Over the course of her career, Clayson has interviewed U.S. Presidents and First Ladies, an array of other American political leaders, as well as other heads of state, authors, scientists, numerous celebrities from Hollywood and the Broadway stage, and she grilled Martha Stewart shortly prior to her indictment, conviction, and imprisonment for securities fraud. She has presented awards at events such as the Academy of Country Music Awards in Los Angeles and at the Grand Ole Opry in Nashville. In 2000, she appeared on The Late Show with David Letterman.

Clayson has received numerous journalism awards, including The Edward R. Murrow Award from the Radio and Television News Directors Association of America, an Emmy Award, and several Society of Professional Journalists Awards. She is a sought-after speaker and host of special media events as diverse as 9/11 Coming Together, a 20th anniversary commemoration of the terrorist attacks of September 11, 2001, and the Children's Miracle Network national telethon.

== Personal life ==
In September 2003, Clayson married Mark W. Johnson, a graduate of the U.S. Naval Academy, Columbia University (with a master's degree in civil engineering and engineering mechanics) and Harvard Business School. He is cofounder with Clayton M. Christensen of management consulting firm, Innosight. The couple were first introduced to each other by Clayson's sister, Hannah Clayson Smith. Mark Johnson had joined the LDS Church, of which Clayson was already a member, not long before they first met. Clayson left CBS three months later (December 2003) to join her husband in Boston.

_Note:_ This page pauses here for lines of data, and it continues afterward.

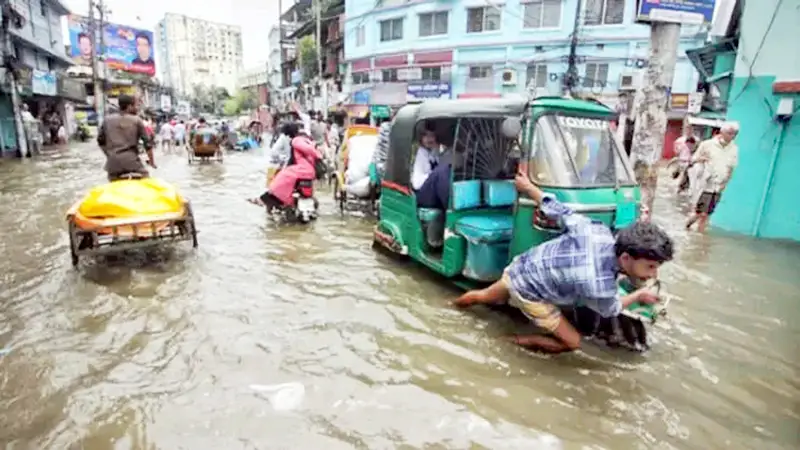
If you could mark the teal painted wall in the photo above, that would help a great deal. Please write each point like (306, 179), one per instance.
(762, 197)
(757, 179)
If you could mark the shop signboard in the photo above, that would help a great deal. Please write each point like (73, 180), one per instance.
(428, 90)
(24, 80)
(43, 83)
(71, 89)
(124, 48)
(361, 97)
(686, 12)
(380, 111)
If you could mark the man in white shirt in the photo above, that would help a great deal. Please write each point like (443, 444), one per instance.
(720, 155)
(165, 134)
(430, 180)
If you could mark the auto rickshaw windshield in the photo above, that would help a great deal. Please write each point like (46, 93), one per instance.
(569, 151)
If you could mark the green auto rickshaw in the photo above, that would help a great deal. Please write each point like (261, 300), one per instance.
(569, 150)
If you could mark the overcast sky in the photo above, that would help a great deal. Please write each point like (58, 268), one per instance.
(255, 17)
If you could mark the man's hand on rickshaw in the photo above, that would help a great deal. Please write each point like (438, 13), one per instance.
(646, 296)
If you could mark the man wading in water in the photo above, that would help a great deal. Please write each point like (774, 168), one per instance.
(580, 266)
(119, 138)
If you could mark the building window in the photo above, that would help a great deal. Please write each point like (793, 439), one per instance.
(536, 75)
(604, 12)
(389, 75)
(542, 14)
(478, 72)
(361, 36)
(391, 30)
(486, 18)
(596, 75)
(433, 24)
(431, 74)
(360, 77)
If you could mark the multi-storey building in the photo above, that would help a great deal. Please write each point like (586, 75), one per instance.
(256, 80)
(403, 49)
(198, 52)
(280, 49)
(39, 61)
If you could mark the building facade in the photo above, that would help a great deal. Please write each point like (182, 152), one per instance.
(406, 49)
(40, 61)
(764, 97)
(195, 52)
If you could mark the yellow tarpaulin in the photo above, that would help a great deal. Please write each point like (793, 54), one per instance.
(131, 198)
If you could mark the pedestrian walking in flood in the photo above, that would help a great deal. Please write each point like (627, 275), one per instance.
(719, 157)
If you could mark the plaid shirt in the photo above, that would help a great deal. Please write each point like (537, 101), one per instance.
(577, 267)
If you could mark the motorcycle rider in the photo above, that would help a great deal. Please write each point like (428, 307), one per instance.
(299, 165)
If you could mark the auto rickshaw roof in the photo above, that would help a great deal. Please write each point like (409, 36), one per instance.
(444, 109)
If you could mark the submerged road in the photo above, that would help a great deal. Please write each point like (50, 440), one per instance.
(275, 337)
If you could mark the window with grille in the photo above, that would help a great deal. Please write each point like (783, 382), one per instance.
(389, 75)
(391, 30)
(360, 77)
(542, 13)
(486, 18)
(433, 24)
(604, 12)
(478, 72)
(536, 75)
(431, 74)
(596, 75)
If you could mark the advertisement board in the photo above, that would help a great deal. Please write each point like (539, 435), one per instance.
(687, 12)
(124, 48)
(421, 90)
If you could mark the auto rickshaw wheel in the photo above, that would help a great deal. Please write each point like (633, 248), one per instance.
(191, 225)
(73, 243)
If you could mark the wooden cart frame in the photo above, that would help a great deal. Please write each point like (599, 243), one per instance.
(198, 150)
(126, 235)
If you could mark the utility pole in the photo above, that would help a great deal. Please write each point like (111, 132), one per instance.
(98, 47)
(650, 107)
(9, 15)
(321, 82)
(571, 77)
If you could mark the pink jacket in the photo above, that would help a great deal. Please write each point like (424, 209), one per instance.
(305, 154)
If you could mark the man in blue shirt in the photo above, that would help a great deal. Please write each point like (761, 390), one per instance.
(579, 267)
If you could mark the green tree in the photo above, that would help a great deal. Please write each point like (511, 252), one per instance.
(307, 51)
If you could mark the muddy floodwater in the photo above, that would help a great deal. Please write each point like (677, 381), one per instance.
(290, 337)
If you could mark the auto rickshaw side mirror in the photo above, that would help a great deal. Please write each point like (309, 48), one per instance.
(511, 127)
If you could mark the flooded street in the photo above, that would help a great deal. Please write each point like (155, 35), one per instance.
(290, 337)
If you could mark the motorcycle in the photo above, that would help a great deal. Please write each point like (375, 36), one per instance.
(304, 206)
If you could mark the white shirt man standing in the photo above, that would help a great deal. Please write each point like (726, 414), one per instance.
(720, 155)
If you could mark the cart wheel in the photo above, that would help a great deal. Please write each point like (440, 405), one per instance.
(73, 244)
(192, 228)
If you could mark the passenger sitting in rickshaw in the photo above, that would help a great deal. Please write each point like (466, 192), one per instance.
(578, 268)
(430, 178)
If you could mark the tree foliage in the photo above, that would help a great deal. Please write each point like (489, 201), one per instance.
(244, 100)
(209, 100)
(307, 51)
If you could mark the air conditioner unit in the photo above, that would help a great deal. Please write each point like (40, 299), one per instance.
(509, 77)
(630, 81)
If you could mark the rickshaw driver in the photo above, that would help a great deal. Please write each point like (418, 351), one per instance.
(581, 265)
(429, 178)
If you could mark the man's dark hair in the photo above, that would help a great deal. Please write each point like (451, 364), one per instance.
(290, 129)
(644, 240)
(143, 35)
(125, 102)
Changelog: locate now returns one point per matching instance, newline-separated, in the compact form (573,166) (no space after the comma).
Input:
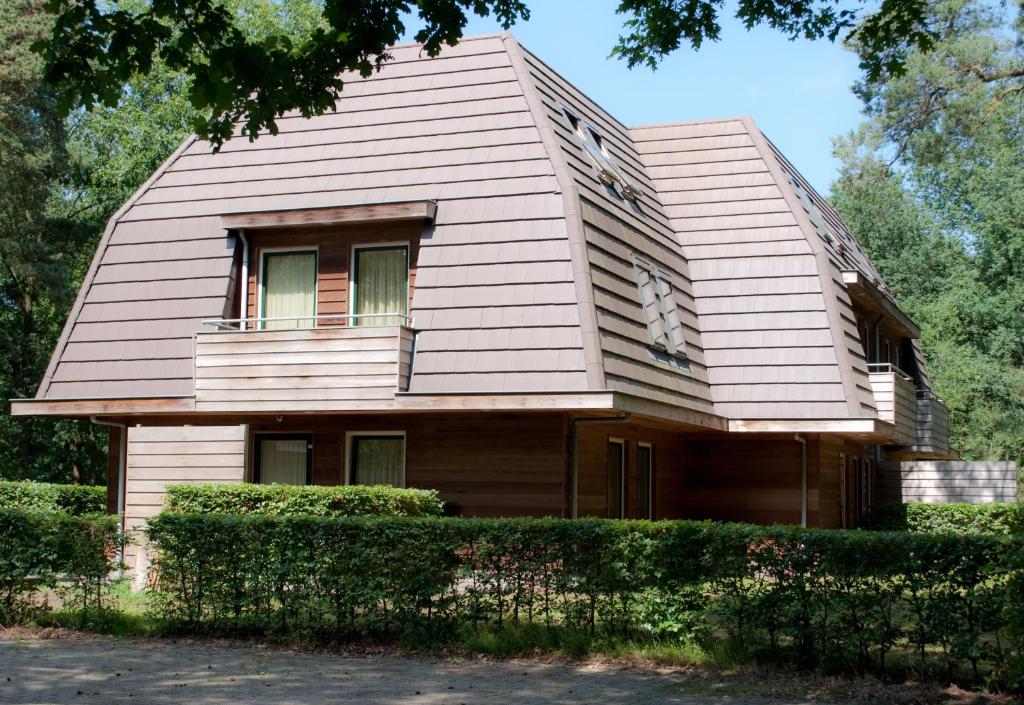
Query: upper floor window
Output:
(608,170)
(380,285)
(659,308)
(288,296)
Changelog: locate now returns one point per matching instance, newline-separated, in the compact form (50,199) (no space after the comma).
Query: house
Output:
(470,277)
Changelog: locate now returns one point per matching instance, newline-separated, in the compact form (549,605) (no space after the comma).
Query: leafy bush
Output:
(997,517)
(57,550)
(73,499)
(348,500)
(846,600)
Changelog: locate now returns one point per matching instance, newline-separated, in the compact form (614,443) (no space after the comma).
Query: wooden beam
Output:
(869,296)
(411,210)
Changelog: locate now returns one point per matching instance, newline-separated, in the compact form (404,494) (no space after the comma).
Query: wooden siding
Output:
(178,455)
(614,231)
(481,464)
(318,369)
(896,400)
(973,482)
(494,273)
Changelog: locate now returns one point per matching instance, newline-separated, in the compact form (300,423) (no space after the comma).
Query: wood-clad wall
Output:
(481,464)
(334,248)
(176,455)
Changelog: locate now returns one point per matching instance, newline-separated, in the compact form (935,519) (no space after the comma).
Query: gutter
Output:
(122,472)
(572,461)
(244,307)
(803,478)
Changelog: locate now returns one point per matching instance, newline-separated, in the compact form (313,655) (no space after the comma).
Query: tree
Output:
(240,78)
(932,185)
(40,251)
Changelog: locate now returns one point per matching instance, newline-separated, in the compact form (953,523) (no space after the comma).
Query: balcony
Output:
(243,366)
(896,400)
(933,424)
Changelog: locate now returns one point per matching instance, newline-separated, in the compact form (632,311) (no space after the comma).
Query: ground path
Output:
(95,669)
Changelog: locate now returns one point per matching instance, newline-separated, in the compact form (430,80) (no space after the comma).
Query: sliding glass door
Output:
(289,289)
(380,285)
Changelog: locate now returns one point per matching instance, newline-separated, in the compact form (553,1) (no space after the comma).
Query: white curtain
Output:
(283,461)
(290,289)
(378,460)
(382,286)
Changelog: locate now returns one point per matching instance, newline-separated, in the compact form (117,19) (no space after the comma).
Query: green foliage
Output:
(238,76)
(72,499)
(347,500)
(843,600)
(57,551)
(932,187)
(998,517)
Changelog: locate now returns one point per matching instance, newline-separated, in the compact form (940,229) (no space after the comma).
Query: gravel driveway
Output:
(87,669)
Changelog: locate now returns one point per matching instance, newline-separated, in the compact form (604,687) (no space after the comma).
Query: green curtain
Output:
(290,289)
(378,460)
(382,285)
(283,461)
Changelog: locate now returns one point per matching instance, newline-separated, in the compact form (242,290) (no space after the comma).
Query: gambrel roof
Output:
(526,278)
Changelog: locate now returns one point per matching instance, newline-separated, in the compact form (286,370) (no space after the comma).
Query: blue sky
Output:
(798,92)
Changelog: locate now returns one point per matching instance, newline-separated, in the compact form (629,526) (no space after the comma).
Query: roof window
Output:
(608,169)
(659,308)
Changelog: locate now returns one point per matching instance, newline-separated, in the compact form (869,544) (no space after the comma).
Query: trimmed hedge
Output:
(73,499)
(348,500)
(997,517)
(846,600)
(57,550)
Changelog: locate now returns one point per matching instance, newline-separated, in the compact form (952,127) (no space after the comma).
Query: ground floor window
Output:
(616,467)
(645,481)
(284,458)
(377,458)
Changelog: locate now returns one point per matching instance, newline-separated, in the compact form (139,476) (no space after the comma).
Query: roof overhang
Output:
(870,429)
(376,212)
(869,297)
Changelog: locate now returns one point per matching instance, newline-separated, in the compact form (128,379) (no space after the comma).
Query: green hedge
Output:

The couple have two children, and have also raised three children from his previous marriage.

== Books ==
Clayson's first book, I Am a Mother, was released in March 2007 and chronicles her decision to leave the network news business to have a family. Her second book, Silent Souls Weeping, released in 2019, is a candid look at clinical depression, featuring dozens of first-person stories about the experience and impact of mental illness. Clayson regularly speaks to audiences around the country about mental health awareness. Silent Souls Weeping received the 2019 Literary Award from LDS Publishing and Media--Best Self-Help/Resource.